The CMO was asked about the issue of spare beds and excess capacity on non-Covid wards in hospitals.
It is widely believed that fewer people are heading into emergency departments suffering from other medical conditions, with staff suggesting the public are too scared.
However, Prof Whitty addressed the issue in the briefing, urging people to continue to use A&E departments as usual if they need them.
"If you have a medical emergency," he said, "the NHS is open for business and we really must encourage people who are having life-threatening problems to go to hospital."
It comes as Mr Raab announced the UK would continue lockdown measures for at least another three weeks. They will stay in place until 7 May, when a further review would be required by law.
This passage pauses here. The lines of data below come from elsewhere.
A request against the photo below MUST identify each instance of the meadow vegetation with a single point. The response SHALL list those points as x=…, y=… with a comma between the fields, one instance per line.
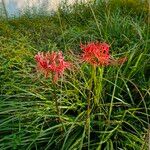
x=119, y=101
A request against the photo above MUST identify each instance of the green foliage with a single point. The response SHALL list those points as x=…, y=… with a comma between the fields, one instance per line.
x=28, y=116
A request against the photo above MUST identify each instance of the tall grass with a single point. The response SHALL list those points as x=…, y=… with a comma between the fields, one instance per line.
x=28, y=116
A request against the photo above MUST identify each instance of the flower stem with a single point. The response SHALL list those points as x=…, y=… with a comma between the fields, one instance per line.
x=57, y=106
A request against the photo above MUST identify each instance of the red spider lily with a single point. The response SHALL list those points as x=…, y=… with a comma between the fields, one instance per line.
x=51, y=63
x=96, y=53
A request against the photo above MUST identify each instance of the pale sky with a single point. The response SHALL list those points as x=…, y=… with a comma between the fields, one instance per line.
x=13, y=6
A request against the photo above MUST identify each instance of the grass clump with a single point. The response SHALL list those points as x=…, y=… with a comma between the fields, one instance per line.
x=103, y=108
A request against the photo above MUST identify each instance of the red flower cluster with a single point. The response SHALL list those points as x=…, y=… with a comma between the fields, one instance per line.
x=51, y=63
x=96, y=53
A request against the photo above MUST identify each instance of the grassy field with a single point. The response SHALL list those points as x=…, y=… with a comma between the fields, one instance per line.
x=37, y=114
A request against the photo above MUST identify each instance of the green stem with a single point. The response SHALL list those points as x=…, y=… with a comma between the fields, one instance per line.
x=57, y=106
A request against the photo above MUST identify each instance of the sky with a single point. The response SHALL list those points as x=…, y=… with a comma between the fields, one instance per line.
x=14, y=6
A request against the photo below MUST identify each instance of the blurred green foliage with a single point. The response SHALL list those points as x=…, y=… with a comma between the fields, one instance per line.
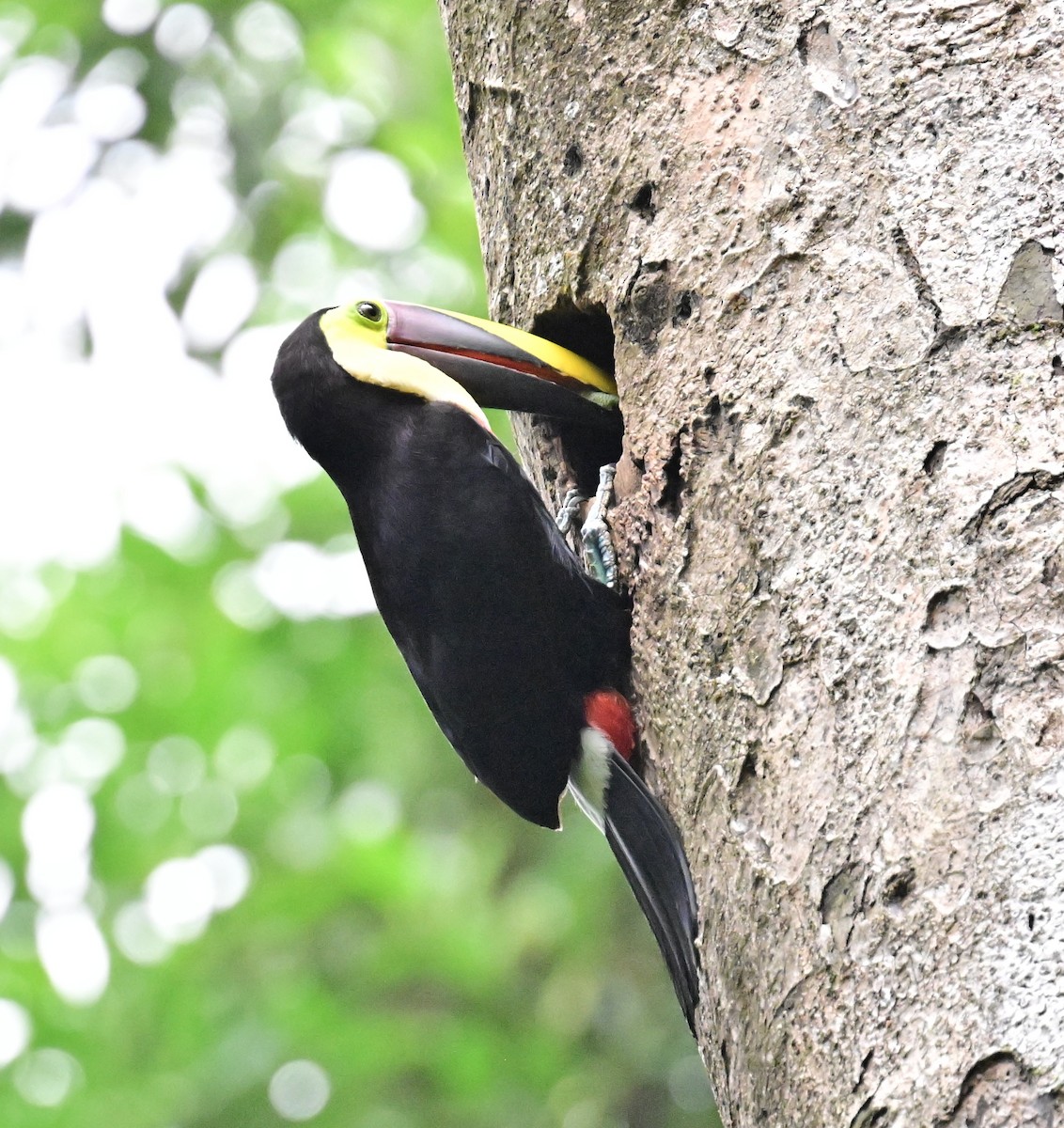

Any adjustments to the lockdown could lead to a second peak of the virus, the foreign secretary warned, causing further damage to public health and the economy.
There are concerns that people failing to admit themselves to hospitals could lead to further issues down the line and cause further deaths, he added.
"It is really critical for people to realise that if they are having a medical emergency, such as a heart attack, a stroke or a really bad flare-up of asthma ... they must go to hospital."
The CMO said the British public have managed to take the pressure off the NHS by staying at home, but they should not risk their own lives by remaining indoors if they are ill.
He said NHS 111 was still open for people to use where necessary: "What would be very sad to have is a situation where people's activities and the NHS had managed to preserve the ability to do emergencies but people weren't coming forward."
Prof Whitty said experts were examining the risks of an extended lockdown leading to non-coronavirus deaths or illness.
Those included medical procedures being postponed to help the NHS focus on Covid-19 and the economic impact of the lockdown.
He said: "We know that anything that increases deprivation can, in the long run, cause issues.
"We are absolutely looking at how these work and how they interact, because in the next phase of this we need to take account of all of those, rather than just think about the direct Covid deaths.
"Because if we just thought about those we could end up having a much less targeted approach and one that didn't allow the NHS to respond properly to all these other, indirect, causes."
Sir Patrick said: "At the moment this is not a tension between the economy and health, it's very clear what we need to do now, which is to keep this down, stop this from coming back again, stop a second wave, which would need a second lockdown."
But he added: "We do absolutely look at those long-term consequences and modelling that and thinking about what the implication of that is."